There was a dramatic change in what we were doing and this became this 'magic box'. We moved away from this very expressive form of architecture and turned it on it's head. We said to ourselves: how can we rethink the criteria that are actually gonna make this thing work and stop spending money on the envelope and try to get a much more considered, complete piece?'

And what we actually developed was a very simple magic box, within which you would have a sense of irony in the fact that it had so little 'architectural presence' - although we may treat it optically in an interesting way. But what it would contain for us was something that we wanted to be experiential and not didactic. We didn't want a message, we wanted a quick experience. We'll be getting 3,500 people an hour passing through this space - which is pretty scary.

So those criteria were beginning to impact on how we approached the problem. We wanted full-on access to everybody. We've got an incredible profile of visitors: young and old - I mean it's everybody you can imagine. We wanted this to be quick and powerful. We wanted it to be innovative, and how were we gonna do this? We thought one way of doing it was possibly to try and introduce the digital world as a way-in, and look at how play has developed or may develop in the future. So we looked at work in galleries. We looked at the technical expertise from game play design, and wondered how we could make this an inclusive activity. Accessible and fun, involving. It involves people either to play or to watch. No one would be alienated. Video please.

So what we devised actually was something that consists of three components. There was a cueing system. There was a kind of a playground, a landscape. And there's an access sequence, which is a sixty-second travel-related ride. So the actual what we called the 'conveyer-escort', the cueing system, introduced you to the icons of play and then dropped you into a landscape which is quite surrealistic. It's a kind of cross between the Teletubbies and Salvador Dali. And we were gonna actually carve out the space and drop this whole series of game plays into it. And I'm just going to run through these images and visions that we've developed.

So there's activity to do with challenge, to do with sport, to do with physical experience. There's activity to do with playing to discover - that's physical. Playing to discover, where you jump around and actually form spaces and shapes in a kind of 'fog box'. All of these activities are presently under development. And we're working with artists and game play designers throughout the world in association with Geoffry Stocker, Ars Electronica, Vegas Inferno.

And then the more kind of self-expression game,s where we're actually inviting the participants to, say, work on the ceiling of the structure. So within this landscape we've got this ceiling that actually is an active surface that we can enable the participants to actually work on and interact with.

And hotspots, these are just little activities spread through that landscape.

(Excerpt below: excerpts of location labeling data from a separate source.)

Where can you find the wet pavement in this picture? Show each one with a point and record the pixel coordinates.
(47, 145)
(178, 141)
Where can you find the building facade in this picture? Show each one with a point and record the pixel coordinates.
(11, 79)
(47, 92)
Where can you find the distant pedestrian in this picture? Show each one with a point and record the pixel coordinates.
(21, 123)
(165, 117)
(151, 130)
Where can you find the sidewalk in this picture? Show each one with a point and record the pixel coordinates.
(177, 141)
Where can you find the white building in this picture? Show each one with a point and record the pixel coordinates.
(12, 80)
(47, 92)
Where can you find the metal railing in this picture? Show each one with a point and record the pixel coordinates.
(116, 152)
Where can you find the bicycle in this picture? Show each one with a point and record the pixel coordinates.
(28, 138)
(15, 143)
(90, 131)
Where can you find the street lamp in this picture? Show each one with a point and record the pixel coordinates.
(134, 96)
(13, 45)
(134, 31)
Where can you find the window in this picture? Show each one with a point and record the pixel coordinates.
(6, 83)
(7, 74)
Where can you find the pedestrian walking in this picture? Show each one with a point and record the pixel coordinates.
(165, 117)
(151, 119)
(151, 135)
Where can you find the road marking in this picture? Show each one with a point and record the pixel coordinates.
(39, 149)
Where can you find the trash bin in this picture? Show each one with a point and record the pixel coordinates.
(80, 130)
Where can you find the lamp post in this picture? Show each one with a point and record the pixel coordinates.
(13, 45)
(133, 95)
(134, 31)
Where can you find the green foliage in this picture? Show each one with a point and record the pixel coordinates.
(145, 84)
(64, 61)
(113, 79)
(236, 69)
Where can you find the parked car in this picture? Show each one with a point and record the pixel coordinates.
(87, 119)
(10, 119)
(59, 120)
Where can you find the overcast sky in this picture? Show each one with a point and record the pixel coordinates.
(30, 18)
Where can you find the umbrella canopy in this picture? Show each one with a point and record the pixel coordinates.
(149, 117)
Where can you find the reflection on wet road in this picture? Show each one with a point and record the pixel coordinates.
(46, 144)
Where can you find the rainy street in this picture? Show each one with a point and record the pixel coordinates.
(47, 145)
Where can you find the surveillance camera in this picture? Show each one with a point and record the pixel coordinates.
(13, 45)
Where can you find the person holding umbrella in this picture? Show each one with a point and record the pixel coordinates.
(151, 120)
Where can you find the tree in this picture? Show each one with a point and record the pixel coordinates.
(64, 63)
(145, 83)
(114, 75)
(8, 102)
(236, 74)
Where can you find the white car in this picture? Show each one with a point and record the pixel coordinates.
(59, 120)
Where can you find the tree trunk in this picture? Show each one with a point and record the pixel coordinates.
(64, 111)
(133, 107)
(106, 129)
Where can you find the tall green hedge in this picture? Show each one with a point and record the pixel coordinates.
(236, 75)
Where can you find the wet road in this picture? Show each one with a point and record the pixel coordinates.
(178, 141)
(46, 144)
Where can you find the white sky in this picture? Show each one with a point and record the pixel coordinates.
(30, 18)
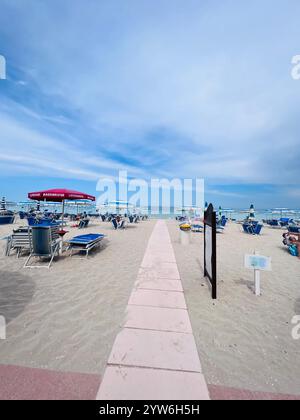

So just a very brief introduction. But just to reprise: we are very excited about the opportunity to collaborate with artists and designers, to work essentially in a world that we're not party to. It's a world that as designers we don't seem to enjoy or to collaborate in in an effective way. And we would like to invite that collaboration to happen. That we design stuff and the artisan designers that we're working with design in a different medium, in a way. We just want to try and bring these two things together.

This is an open offer really of collaboration. If you have anything that you think may be able to be developed in such a piece, we invite you to talk to us now.